Âgé de quatorze ans, son camarade Hali Touré était avec lui dans la même classe. A son tour, il a abandonné les études pour travailler dans un atelier de mécanique au cœur du quartier Abraz pour un petit salaire qui ne dépasse pas les 12000 francs CFA, ce qui équivaut à peu-près à dix-huit euros, par mois. Cette modique somme lui permet d’augmenter un peu les revenus de sa famille, endurant pour cela de longues heures de labeur passées dans le remplacement d’une pièce de rechange par une autre. Hali Touré nous fait part de son expérience : « J’ai quitté l’école pour aider mes proches qui croulent sous le poids des difficultés de la vie, surtout après le déclenchement de la crise dans le pays et la vieillesse de mon père, désormais incapable de travailler ». Et, commentant sa petite paie, Touré ajoute : « Même si le salaire que me donne mon patron est très maigre, il m’aide malgré tout à combler quelques uns des besoins de ma famille, sans compter bien entendu les compétences que j’ai acquises dans la réparation des voitures et des motos, secteur qui attire beaucoup d’enfants ».
Pour sa part, le père de l’enfant s’est contenté de dire : « Oui, je sais qu’il travaille dans cet atelier… Mais, que voulez-vous… j’ai beaucoup vieilli et je ne peux plus trouver un travail qui convient à mon âge. La famille vit donc de ce que gagne cet enfant et son frère aîné ; nous n’avons pas d’autres choix ».

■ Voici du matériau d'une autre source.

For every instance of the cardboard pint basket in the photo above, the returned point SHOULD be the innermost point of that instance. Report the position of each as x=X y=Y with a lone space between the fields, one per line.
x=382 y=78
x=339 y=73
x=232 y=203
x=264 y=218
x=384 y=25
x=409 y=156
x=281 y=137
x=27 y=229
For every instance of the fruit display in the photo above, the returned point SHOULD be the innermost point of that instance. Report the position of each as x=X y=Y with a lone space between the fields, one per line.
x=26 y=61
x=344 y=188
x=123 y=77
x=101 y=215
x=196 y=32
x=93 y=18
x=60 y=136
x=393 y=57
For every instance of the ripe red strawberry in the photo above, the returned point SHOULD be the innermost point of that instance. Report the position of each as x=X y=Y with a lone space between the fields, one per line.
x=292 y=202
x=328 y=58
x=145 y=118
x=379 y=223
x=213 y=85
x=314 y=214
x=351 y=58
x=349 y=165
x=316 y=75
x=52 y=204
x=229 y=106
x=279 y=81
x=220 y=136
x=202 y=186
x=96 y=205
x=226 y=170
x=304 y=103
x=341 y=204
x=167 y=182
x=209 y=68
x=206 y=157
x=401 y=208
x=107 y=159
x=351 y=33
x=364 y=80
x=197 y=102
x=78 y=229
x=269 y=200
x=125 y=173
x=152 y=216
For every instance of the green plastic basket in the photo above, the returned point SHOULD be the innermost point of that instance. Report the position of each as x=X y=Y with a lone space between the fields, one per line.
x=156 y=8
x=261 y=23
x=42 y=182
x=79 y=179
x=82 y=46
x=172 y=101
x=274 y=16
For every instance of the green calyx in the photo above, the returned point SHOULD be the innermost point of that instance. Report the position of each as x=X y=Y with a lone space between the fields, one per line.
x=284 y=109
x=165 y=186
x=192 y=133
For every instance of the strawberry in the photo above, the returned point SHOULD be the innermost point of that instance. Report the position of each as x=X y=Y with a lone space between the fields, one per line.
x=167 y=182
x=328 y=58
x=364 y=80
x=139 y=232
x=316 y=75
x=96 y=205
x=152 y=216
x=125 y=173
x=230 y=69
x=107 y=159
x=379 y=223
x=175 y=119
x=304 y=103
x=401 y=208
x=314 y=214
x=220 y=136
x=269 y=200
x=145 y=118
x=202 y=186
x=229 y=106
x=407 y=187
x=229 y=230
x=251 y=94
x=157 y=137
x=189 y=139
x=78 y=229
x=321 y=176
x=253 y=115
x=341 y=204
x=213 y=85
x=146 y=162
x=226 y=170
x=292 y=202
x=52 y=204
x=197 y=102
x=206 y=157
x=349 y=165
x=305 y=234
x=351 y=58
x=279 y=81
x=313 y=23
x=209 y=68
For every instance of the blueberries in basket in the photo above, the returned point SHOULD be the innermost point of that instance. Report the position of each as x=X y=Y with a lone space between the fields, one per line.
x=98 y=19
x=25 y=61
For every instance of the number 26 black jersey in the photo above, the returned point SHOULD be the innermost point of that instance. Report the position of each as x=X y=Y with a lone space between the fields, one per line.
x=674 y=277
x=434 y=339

Abderrahmane Jalou, professeur de langue arabe à l’école libre de Sidi Yahya, pense que « la montée du phénomène de l’abandon scolaire et l’engouement des enfants pour le monde du travail dans ses divers secteurs pourraient engendrer différents problèmes dans la société malienne, dont certains se rapportent à l’avenir de ces petits. Nous risquons en effet de voir apparaître des générations entières incapables de jouer comme il se doit les rôles qui leur incombent envers leur pays et de voir une hausse continue du niveau d’analphabétisme et d’ignorance avec une croissance de criminalité, de violence et d’extrémisme au sein de la société ».
« L’école où je travaille a enregistré quatre-vingt cas d’abandon scolaire depuis le début de l’année 2014 et je suis sûr que beaucoup de ces enfants sont victimes de toutes sortes d’humiliations et de mortifications en étant régulièrement battus et violentés par leurs patrons et en étant sans cesse insultés et diminués… Tout cela est à ajouter aux mauvaises habitudes qu’ils peuvent prendre comme la cigarette, la délinquance, la drogue, le racket, le vol, le brigandage et toutes sortes d’illégalités », ajoute Jalou.
Sidi Cissé, cet enfant de douze ans, a choisi prendre la relève de son père en conduisant une carriole traînée par un âne et servant au transport des personnes et des marchandises à la fois. Il y travaille jusqu’à une heure tardive de la nuit, prenant ainsi de gros risques en déambulant entre les quartiers de la ville qui baigne dans l’insécurité. « Je ne suis jamais entré dans une salle de classe. Mon père non plus, d’ailleurs. Et tout ce que je sais faire c’est conduire cette voiture avec les ânes… comme mon père… », confie Siccé.
Le Professeur en sociologie, Ahmadou Yatara, explique la gravité de cette situation et le danger qu’elle représente aussi bien pour le présent que pour l’avenir de ces enfants en disant : « Le travail des enfants provoque la multiplication des cas d’abandons scolaires. Car l’enfant ne parvient pas à associer apprentissage et travail, ce qui le mène le plus souvent à quitter l’école et à affronter très tôt la dure réalité du monde professionnel. C’est ce qui les fait évoluer dans un environnement qui ne leur permet pas de cultiver leurs talents personnels et qui compromet sérieusement leur avenir et leur équilibre à la fois personnel et social ».